Re: [Qemu-devel] [regression] qemu-system-arm: segfault in lsi_do_command

[Jonathan Nieder]

Kevin Wolf wrote:

> Your instructions seemed clear enough, so I tried to reproduce your
> problem. Now I have an ARM VM with a Debian installation that works just
> fine and I have no idea what to use it for. ;-)

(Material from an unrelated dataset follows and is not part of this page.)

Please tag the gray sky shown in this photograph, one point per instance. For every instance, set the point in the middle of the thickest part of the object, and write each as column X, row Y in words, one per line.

So I was puzzled about this for a while, but then I had a flash
of inspiration:

	unset MALLOC_PERTURB_
	reproduction-script;	# no segfault

	MALLOC_PERTURB_=37
	export MALLOC_PERTURB_
	reproduction-script;	# segfaults

Thanks.  Sorry, it's easy to forget.

Re: [Qemu-devel] [regression] qemu-system-arm: segfault in lsi_do_command

[Kevin Wolf]

Am 16.05.2011 17:43, schrieb Jonathan Nieder:
> Kevin Wolf wrote:
> 
>> Your instructions seemed clear enough, so I tried to reproduce your
>> problem. Now I have an ARM VM with a Debian installation that works just
>> fine and I have no idea what to use it for. ;-)
> 
> So I was puzzled about this for a while, but then I had a flash
> of inspiration:
> 
> 	unset MALLOC_PERTURB_
> 	reproduction-script;	# no segfault
> 
> 	MALLOC_PERTURB_=37
> 	export MALLOC_PERTURB_
> 	reproduction-script;	# segfaults
> 
> Thanks.  Sorry, it's easy to forget.

Thanks. Still doesn't make much sense to me, the patch shouldn't change
anything with respect to a malloc, but I can reproduce a segfault now. I
think I'll have a closer look tomorrow.

Kevin

Re: [Qemu-devel] [regression] qemu-system-arm: segfault in lsi_do_command

[Paolo Bonzini]

On 05/16/2011 05:58 PM, Kevin Wolf wrote:
> Thanks. Still doesn't make much sense to me, the patch shouldn't change
> anything with respect to a malloc, but I can reproduce a segfault now. I
> think I'll have a closer look tomorrow.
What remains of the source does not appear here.